Hate speech and disinformation in South Africa’s elections: big tech make it tough to monitor social media

There’s a growing global movement to ensure that researchers can get access to the huge quantity of data assembled and exploited by digital operators.

Momentum is mounting because it’s becoming increasingly evident that data is power. And access to it is the key – for a host of reasons, not least transparency, human rights and electoral integrity.

But there’s currently a massive international asymmetry in access to data.

In the European Union and the US, some progress has been made. For example, EU researchers studying risks have a legal right of access. In the US too, some companies have taken voluntary steps to improve access.

The situation is generally very different in the global south.

The value of data access can be seen vividly in the monitoring of social media during elections. South Africa is a case in point. A powerful “big data” analysis was recently published about online attacks on women journalists there, raising the alarm about escalation around – and after – the election on 29 May.

A number of groups working with data are attempting to monitor hate speech and disinformation on social media ahead of South Africa’s national and provincial polls. At a recent workshop involving 10 of these initiatives, participants described trying to detect coordinated “information operations” that could harm the election, including via foreign interference.

But these researchers can’t get all the data they need because the tech companies don’t give them access.

This has been a concern of mine since I first commissioned a handbook about harmful online content – Journalism, Fake News & Disinformation: Handbook for Journalism Education and Training – six years ago. My experience since then includes overseeing a major UN study called Balancing Act: Countering Digital Disinformation While Respecting Freedom of Expression.

Over the years, I’ve learnt that to dig into online disinformation, you need to get right inside the social media engines. Without comprehensive access to the data they hold, you’re left in relative darkness about the workings of manipulators, the role of misled punters and the fuel provided by mysterious corporate algorithms.

Monitoring

Looking at social media in the South African elections, the researchers at the recent workshop shared how they were doing their best with what limited data they had. They were all monitoring text on social platforms. Some were monitoring audio, while a few were looking at “synthetic content” such as material produced with generative AI.

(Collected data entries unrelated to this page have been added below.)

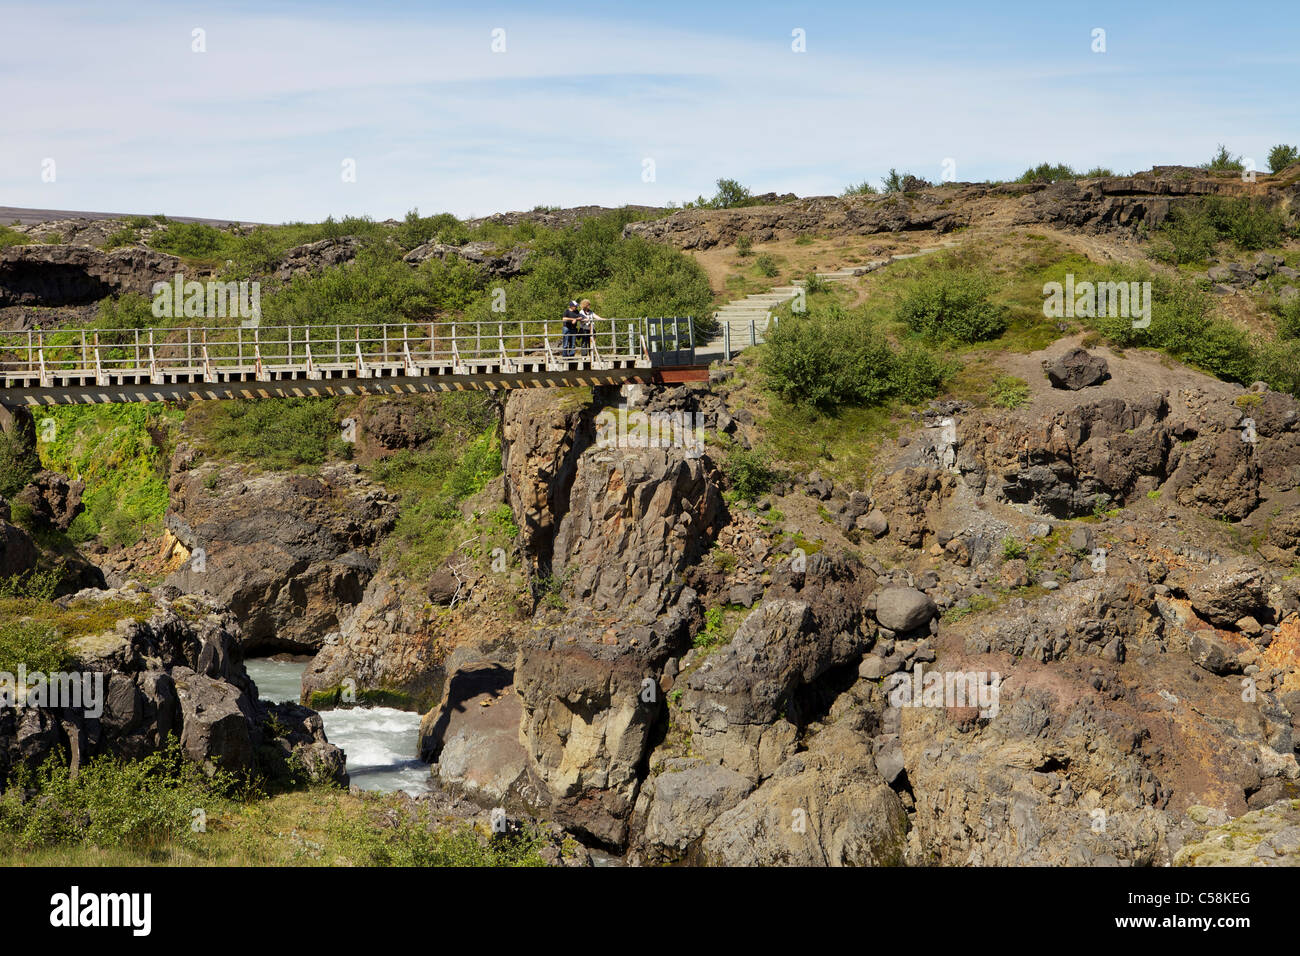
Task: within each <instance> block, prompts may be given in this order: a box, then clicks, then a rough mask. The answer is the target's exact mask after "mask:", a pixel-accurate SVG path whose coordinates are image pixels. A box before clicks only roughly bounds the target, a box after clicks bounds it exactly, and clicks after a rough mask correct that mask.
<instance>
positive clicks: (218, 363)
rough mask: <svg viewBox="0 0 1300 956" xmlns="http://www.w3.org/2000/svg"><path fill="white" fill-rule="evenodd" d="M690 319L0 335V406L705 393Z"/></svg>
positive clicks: (57, 330) (106, 332)
mask: <svg viewBox="0 0 1300 956" xmlns="http://www.w3.org/2000/svg"><path fill="white" fill-rule="evenodd" d="M695 334H697V330H695V323H694V320H693V319H692V317H662V319H660V317H655V319H603V320H599V321H598V323H597V328H595V329H594V330H593V334H591V336H589V337H578V339H577V342H576V343H575V347H573V349H565V347H564V342H563V339H562V336H560V323H559V321H558V320H552V321H513V323H504V321H481V323H463V321H456V323H422V324H413V323H403V324H356V325H265V324H263V323H261V321H260V320H246V321H243V323H238V320H235V323H233V324H230V325H224V326H211V325H208V326H203V325H194V326H186V325H175V326H166V328H156V329H125V330H123V329H57V330H47V332H42V330H30V332H29V330H23V332H0V402H3V403H5V405H10V406H13V405H92V403H100V402H161V401H190V399H211V398H287V397H309V395H360V394H395V393H413V392H446V390H458V389H523V388H555V386H581V385H621V384H625V382H643V384H673V382H685V381H707V380H708V365H707V359H706V358H703V356H699V359H697V355H695Z"/></svg>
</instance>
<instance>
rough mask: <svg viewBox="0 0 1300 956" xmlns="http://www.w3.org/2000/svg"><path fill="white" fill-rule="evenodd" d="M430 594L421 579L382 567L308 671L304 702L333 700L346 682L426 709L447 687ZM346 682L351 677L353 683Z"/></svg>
mask: <svg viewBox="0 0 1300 956" xmlns="http://www.w3.org/2000/svg"><path fill="white" fill-rule="evenodd" d="M428 604H429V601H428V597H426V596H425V594H424V593H421V591H420V588H419V587H417V585H416V584H412V583H409V581H406V580H403V579H400V578H399V576H394V575H391V574H389V572H387V571H380V572H378V574H376V575H374V576H373V578H370V579H369V583H368V584H367V585H365V591H364V593H363V594H361V598H360V601H359V602H357V604H356V605H355V606H350V607H341V610H339V615H338V618H339V619H338V626H337V630H333V631H330V632H329V633H326V635H325V636H324V644H322V645H321V648H320V650H318V653H317V654H316V657H315V658H312V662H311V663H309V665H308V666H307V670H305V671H303V702H304V704H311V705H313V706H321V708H324V706H330V705H333V704H337V702H339V701H338V700H335V698H337V697H339V695H341V693H342V691H343V689H344V688H347V689H348V691H351V692H355V693H359V695H361V696H363V697H364V696H365V695H368V693H381V695H383V696H385V700H383V701H382V702H387V704H395V705H406V704H407V701H409V705H411V706H415V708H417V709H424V708H428V706H430V705H432V704H433V702H434V701H437V700H438V696H439V695H441V693H442V689H443V682H445V680H446V671H445V669H443V658H442V656H441V654H439V653H437V649H435V646H434V640H433V636H432V633H430V628H429V615H428V613H426V610H425V609H426V607H428ZM347 682H351V684H348V683H347Z"/></svg>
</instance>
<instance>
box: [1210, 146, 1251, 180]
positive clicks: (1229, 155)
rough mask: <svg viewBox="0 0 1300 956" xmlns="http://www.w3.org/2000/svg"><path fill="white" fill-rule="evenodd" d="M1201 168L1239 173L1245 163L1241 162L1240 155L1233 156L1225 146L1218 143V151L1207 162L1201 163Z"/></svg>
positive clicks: (1240, 157) (1215, 170)
mask: <svg viewBox="0 0 1300 956" xmlns="http://www.w3.org/2000/svg"><path fill="white" fill-rule="evenodd" d="M1201 169H1208V170H1209V172H1212V173H1240V172H1242V170H1243V169H1245V164H1244V163H1242V157H1240V156H1234V155H1232V153H1231V152H1230V151H1229V148H1227V147H1226V146H1223V144H1222V143H1219V147H1218V151H1217V152H1216V153H1214V155H1213V156H1212V157H1210V160H1209V163H1201Z"/></svg>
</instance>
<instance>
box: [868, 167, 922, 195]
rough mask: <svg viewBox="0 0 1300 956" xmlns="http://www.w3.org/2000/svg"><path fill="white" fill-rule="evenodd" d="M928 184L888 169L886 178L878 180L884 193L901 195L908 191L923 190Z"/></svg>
mask: <svg viewBox="0 0 1300 956" xmlns="http://www.w3.org/2000/svg"><path fill="white" fill-rule="evenodd" d="M928 185H930V182H928V181H927V179H923V178H922V177H919V176H914V174H911V173H900V172H898V170H897V169H893V168H891V169H889V174H888V176H883V177H881V178H880V186H881V187H883V191H885V193H902V191H905V190H910V189H924V187H926V186H928Z"/></svg>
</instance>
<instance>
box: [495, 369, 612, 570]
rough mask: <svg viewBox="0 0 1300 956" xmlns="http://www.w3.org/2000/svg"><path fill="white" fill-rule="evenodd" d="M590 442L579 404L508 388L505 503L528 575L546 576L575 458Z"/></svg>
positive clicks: (592, 426)
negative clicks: (512, 524) (511, 515)
mask: <svg viewBox="0 0 1300 956" xmlns="http://www.w3.org/2000/svg"><path fill="white" fill-rule="evenodd" d="M593 441H595V427H594V424H593V421H591V416H590V415H589V414H588V410H586V408H585V407H582V406H575V405H572V403H565V402H556V401H555V398H554V395H552V394H551V392H550V390H549V389H511V392H510V394H508V397H507V398H506V410H504V415H503V421H502V468H503V471H504V475H506V499H507V501H508V502H510V507H511V511H512V512H513V515H515V520H516V523H517V524H519V545H520V550H521V551H523V554H524V561H525V563H526V566H528V570H529V572H530V574H532V575H536V576H538V578H549V576H550V574H551V555H552V553H554V550H555V533H556V531H558V528H559V523H560V519H562V518H563V516H564V512H565V511H567V510H568V498H569V489H571V488H572V485H573V477H575V475H576V472H577V459H578V455H581V454H582V451H584V450H585V449H586V447H588V446H589V445H591V442H593Z"/></svg>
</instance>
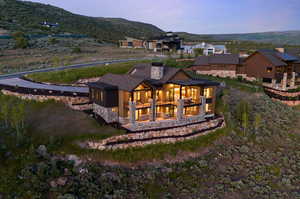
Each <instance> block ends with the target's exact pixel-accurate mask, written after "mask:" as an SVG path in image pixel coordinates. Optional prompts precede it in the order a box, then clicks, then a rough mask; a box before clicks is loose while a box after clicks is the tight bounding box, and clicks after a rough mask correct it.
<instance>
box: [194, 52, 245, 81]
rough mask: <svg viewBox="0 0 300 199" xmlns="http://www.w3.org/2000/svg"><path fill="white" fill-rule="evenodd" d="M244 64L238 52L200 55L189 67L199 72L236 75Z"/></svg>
mask: <svg viewBox="0 0 300 199" xmlns="http://www.w3.org/2000/svg"><path fill="white" fill-rule="evenodd" d="M241 66H242V59H241V58H239V55H237V54H222V55H212V56H199V57H197V59H196V60H195V62H194V64H193V65H192V66H191V67H190V68H189V69H190V70H193V71H194V72H196V73H198V74H203V75H212V76H219V77H232V78H234V77H236V76H237V74H238V73H239V71H240V68H241Z"/></svg>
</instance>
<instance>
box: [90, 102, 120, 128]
mask: <svg viewBox="0 0 300 199" xmlns="http://www.w3.org/2000/svg"><path fill="white" fill-rule="evenodd" d="M93 111H94V113H96V114H97V115H99V116H100V117H102V119H104V120H105V122H107V123H114V122H119V116H118V113H116V112H113V111H112V108H106V107H103V106H100V105H98V104H95V103H94V104H93Z"/></svg>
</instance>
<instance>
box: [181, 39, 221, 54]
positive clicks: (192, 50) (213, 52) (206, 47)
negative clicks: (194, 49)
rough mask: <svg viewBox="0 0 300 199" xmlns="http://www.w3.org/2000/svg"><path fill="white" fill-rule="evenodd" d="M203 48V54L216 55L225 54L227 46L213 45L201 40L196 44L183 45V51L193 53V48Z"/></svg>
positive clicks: (194, 48)
mask: <svg viewBox="0 0 300 199" xmlns="http://www.w3.org/2000/svg"><path fill="white" fill-rule="evenodd" d="M197 48H199V49H203V55H206V56H208V55H216V54H226V53H227V48H226V46H225V45H213V44H208V43H205V42H202V43H201V44H196V45H183V50H184V53H186V54H194V49H197Z"/></svg>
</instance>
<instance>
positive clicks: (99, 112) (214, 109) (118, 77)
mask: <svg viewBox="0 0 300 199" xmlns="http://www.w3.org/2000/svg"><path fill="white" fill-rule="evenodd" d="M218 85H219V84H218V83H216V82H212V81H209V80H203V79H201V80H200V79H192V78H191V77H190V76H189V75H188V74H186V73H185V72H184V71H183V70H181V69H178V68H174V67H168V66H164V65H163V64H161V63H152V64H138V65H136V66H135V67H133V68H132V69H131V70H130V71H129V72H128V73H127V74H124V75H116V74H106V75H104V76H103V77H101V78H100V80H99V81H97V82H95V83H90V84H89V87H90V99H91V101H92V102H93V103H94V105H93V110H94V113H95V115H96V116H98V117H101V118H102V119H104V120H105V121H106V122H107V123H119V124H121V125H122V126H123V127H124V128H127V127H130V126H131V127H134V126H136V125H139V126H140V127H141V126H142V127H145V128H146V126H149V125H151V126H152V127H160V128H163V127H173V126H174V125H187V124H192V123H195V122H199V121H203V119H204V120H205V118H209V117H212V116H213V115H214V114H215V103H216V97H215V96H216V95H215V94H216V87H217V86H218Z"/></svg>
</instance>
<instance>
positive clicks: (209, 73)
mask: <svg viewBox="0 0 300 199" xmlns="http://www.w3.org/2000/svg"><path fill="white" fill-rule="evenodd" d="M191 70H194V71H196V73H198V74H202V75H212V76H219V77H231V78H234V77H236V71H237V65H235V64H230V65H227V64H218V65H209V66H207V65H202V66H193V67H191Z"/></svg>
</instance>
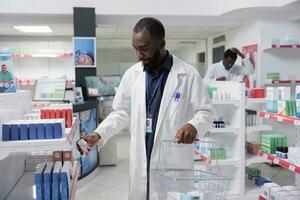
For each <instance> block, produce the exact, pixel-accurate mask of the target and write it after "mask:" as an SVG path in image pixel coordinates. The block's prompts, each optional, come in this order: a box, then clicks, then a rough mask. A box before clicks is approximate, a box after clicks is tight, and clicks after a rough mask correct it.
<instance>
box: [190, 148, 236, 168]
mask: <svg viewBox="0 0 300 200" xmlns="http://www.w3.org/2000/svg"><path fill="white" fill-rule="evenodd" d="M194 152H195V155H196V156H197V157H198V158H200V159H202V160H205V161H207V162H208V163H210V164H212V165H216V164H217V163H218V165H239V160H238V159H236V158H228V159H224V160H217V161H216V160H210V158H209V156H207V155H204V154H202V153H201V152H199V151H198V150H197V149H194Z"/></svg>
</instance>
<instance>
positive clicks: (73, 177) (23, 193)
mask: <svg viewBox="0 0 300 200" xmlns="http://www.w3.org/2000/svg"><path fill="white" fill-rule="evenodd" d="M73 166H74V167H73V172H72V174H71V177H72V179H71V184H70V186H71V189H70V190H69V191H70V193H69V199H70V200H75V196H76V190H77V181H78V175H79V171H80V164H79V162H77V161H75V162H74V165H73ZM15 199H26V200H35V199H36V194H35V185H34V172H26V173H25V174H24V175H23V177H22V178H21V179H20V180H19V182H18V183H17V184H16V186H15V187H14V188H13V190H12V191H11V193H10V194H9V195H8V197H7V198H6V200H15Z"/></svg>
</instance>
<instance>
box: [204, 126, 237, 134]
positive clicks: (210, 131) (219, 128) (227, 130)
mask: <svg viewBox="0 0 300 200" xmlns="http://www.w3.org/2000/svg"><path fill="white" fill-rule="evenodd" d="M238 131H239V128H235V127H226V128H212V129H210V131H209V132H210V133H236V132H238Z"/></svg>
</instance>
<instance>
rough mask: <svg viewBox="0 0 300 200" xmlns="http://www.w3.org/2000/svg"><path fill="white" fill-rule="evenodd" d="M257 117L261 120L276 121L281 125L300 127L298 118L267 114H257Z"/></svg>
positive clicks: (295, 117) (268, 112)
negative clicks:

About half of ten initiatives were tracking followers, impressions and engagement. Nearly all were checking content on Twitter; at least four were monitoring Facebook; three covered YouTube; and two included TikTok.

WhatsApp was getting scant attention. Though most messaging on the service is encrypted, the company knows (but doesn’t disclose) which registered user is bulk sending content to which others, who forwards this on, whether group admins are active or not, and a host of other “metadata” details that could help monitors to track dangerous trajectories.

But the researchers can’t do the necessary deep data dives. They’ve set out the difficult data conditions they work under in a public statement explaining how they are severely constrained in their access to data.

One data source they use is expensive (and limited) packages from marketing brokers (who in turn have purchased data assets wholesale from the platforms).

A second source is from analysing published posts online (which excludes in-group and WhatsApp communications). Using scraped data is limited and labour-intensive. Findings are superficial. And it’s risky: scraping is forbidden in most platforms’ terms of use.

None of the researchers covering South Africa’s elections have direct access to the platforms’ own Application Programme Interfaces (APIs). These gateways provide a direct pipeline into the computer servers hosting data. This major resource is what companies use to profile users, amplify content, target ads and automate content moderation. It’s an essential input for monitoring online electoral harms.

In the EU, the Digital Services Act enables vetted researchers to legally demand and receive free, and potentially wide-ranging, API access to search for “systemic risks” on the platforms.

It’s also more open in the US. There, Meta, the multinational technology giant that owns and operates Facebook, Instagram and WhatsApp, cherrypicked 16 researchers in the 2020 elections (of which only five projects have published their findings). The company has subsequently outsourced the judging of Facebook and Instagram access requests (from anywhere worldwide) to the University of Michigan.

One of the South African researchers tried that channel, without success.

Other platforms such as TikTok are still making unilateral decisions, even in the US, as to who has data access.

Outside the EU and the US, it’s hard even to get a dialogue going with the platforms.

The fightback

Last November, I invited the bigger tech players to join a workshop in Cape Town on data access and elections in Africa. There was effectively no response.

The same pattern is evident in an initiative earlier this year by the South African National Editors’ Forum. The forum suggested a dialogue around a human rights impact assessment of online risks to the South African elections. They were ignored.

Against this background, two South African NGOs – the Legal Resources Centre and the Campaign for Free Expression – are using South Africa’s expansive Promotion of Access to Information Act to compel platforms to disclose their election plans.